I cover my face with my hands with embarrassment, but I’m grinning too.

He wipes his mouth and cheeks and his expression softens. “You love me?”

I sniff, wipe my eyes. “Yeah. I love you.”

“Oh.” The only other time I’ve said it was during a fight. “You… aren’t just saying that ‘cause…?”

I shake my head. I’m crying. “I’m sorry.”

“You’re sorry?”

I cup his cheek. “This wasn’t supposed to happen, right? This was just supposed to be… you know. Fun.”

“Hey.” He climbs up, so he can hug me. “Hey.”

“You don’t have to do anything about it,” I say, because I don’t want him to feel sorry for me just because I’m crying. “You don’t have to say it back.”

“Hey.” He rocks me.

“I’m sorry.” My love is not a compliment, I know. My affections are ugly, unwanted, a diseased flyblown mutt following you home and refusing to leave. “I’m sorry…”

His voice is gentle. “You don’t have to be sorry. I like it when you say that to me.”

“Really?”

“Yeah.” His voice is sad. “Why wouldn’t I?”
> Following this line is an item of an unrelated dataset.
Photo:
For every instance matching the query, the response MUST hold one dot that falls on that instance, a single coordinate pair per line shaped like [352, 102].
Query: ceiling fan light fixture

(Mom looming over me, shaking with rage. “You don’t love me. Don’t say you love me.”)

I don’t want to think or talk about that. “I can’t love like a real person, I don’t think. I’m… broken.”
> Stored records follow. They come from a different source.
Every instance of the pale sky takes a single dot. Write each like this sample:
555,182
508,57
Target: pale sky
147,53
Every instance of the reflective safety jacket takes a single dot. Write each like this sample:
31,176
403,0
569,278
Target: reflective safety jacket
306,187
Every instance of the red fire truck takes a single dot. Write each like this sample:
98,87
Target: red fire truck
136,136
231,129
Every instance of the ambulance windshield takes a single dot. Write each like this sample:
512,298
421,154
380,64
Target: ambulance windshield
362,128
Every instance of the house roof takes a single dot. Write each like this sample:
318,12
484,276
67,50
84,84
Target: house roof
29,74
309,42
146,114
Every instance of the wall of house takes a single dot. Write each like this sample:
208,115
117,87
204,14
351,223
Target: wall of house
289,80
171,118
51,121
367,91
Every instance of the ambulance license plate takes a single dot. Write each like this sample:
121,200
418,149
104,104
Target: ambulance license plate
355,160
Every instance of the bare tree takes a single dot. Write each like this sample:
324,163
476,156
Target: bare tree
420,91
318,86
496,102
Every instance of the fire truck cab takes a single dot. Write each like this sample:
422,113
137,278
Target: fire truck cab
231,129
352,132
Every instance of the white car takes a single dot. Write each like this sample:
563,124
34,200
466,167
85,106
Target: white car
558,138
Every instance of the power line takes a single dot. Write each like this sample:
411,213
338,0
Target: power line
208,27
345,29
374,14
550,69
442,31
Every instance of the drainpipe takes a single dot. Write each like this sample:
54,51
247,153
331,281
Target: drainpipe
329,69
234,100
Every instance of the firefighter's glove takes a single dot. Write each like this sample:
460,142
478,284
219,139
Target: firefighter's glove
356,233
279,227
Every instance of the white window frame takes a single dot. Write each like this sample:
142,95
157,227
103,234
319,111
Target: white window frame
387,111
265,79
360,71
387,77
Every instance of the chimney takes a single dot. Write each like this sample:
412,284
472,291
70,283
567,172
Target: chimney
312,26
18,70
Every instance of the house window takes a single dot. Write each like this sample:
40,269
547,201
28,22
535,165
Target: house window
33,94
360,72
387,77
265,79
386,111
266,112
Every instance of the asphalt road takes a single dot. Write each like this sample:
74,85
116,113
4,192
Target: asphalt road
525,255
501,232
He holds me, rocks me. I bury my face against his neck and collarbone.

“You know,” he says, “in the movies, there’s always this robot everyone says can’t love. But it’s always obvious it does, right? People just say it can’t ‘cause it’s a robot and they’re prejudiced. Well, it seems obvious to me you love.”

“Really?” I blubber.

“Sure. You love Sneak, right? You’d never let anything bad happen to her.”

“That’s my job.”

“Man, you take it way more serious than a job, ain’t no one paying you to do that. And… you love me too.” He pushes my hair back from my face. His touch is gentle. “I just never thought you’d say it when I was… you know. I must’ve done a great job!”

I laugh through my tears, despite myself. “You did.”
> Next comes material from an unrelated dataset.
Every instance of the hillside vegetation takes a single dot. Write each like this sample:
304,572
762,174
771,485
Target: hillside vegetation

“Cool. Yeah, I’m pretty great.” He softens again. “You don’t ever have to say you’re sorry for saying that to me. Okay?”

Relief washes over me. “Okay.”

“It’s a compliment. Don’t got to apologize for giving compliments.” He kisses my hair, and I relax into his arms.

“Thanks,” I say. “I know I’m weird.”

He squeezes me. “I like your weird.”

I feel like a robot sometimes,” I confess. “Or a golem. Like I’m missing something inside, a soul or whatever, that makes me real.”

“You seem pretty real to me, man. And you sure have a soul, anyone can see that.” When I raise my head, he wipes my tears with his thumbs. “Ain’t no soulless robot crying ‘cause they said they loved me and worried I might be offended.”

I laugh. “Thanks, D.”

“De nada.” He kisses me. “Told you I’m good.”

“You’re the best,” I say, and cry from sheer joy.

“I like King Kong,” he says in that beautiful pleasure-deep voice. “He can stay.”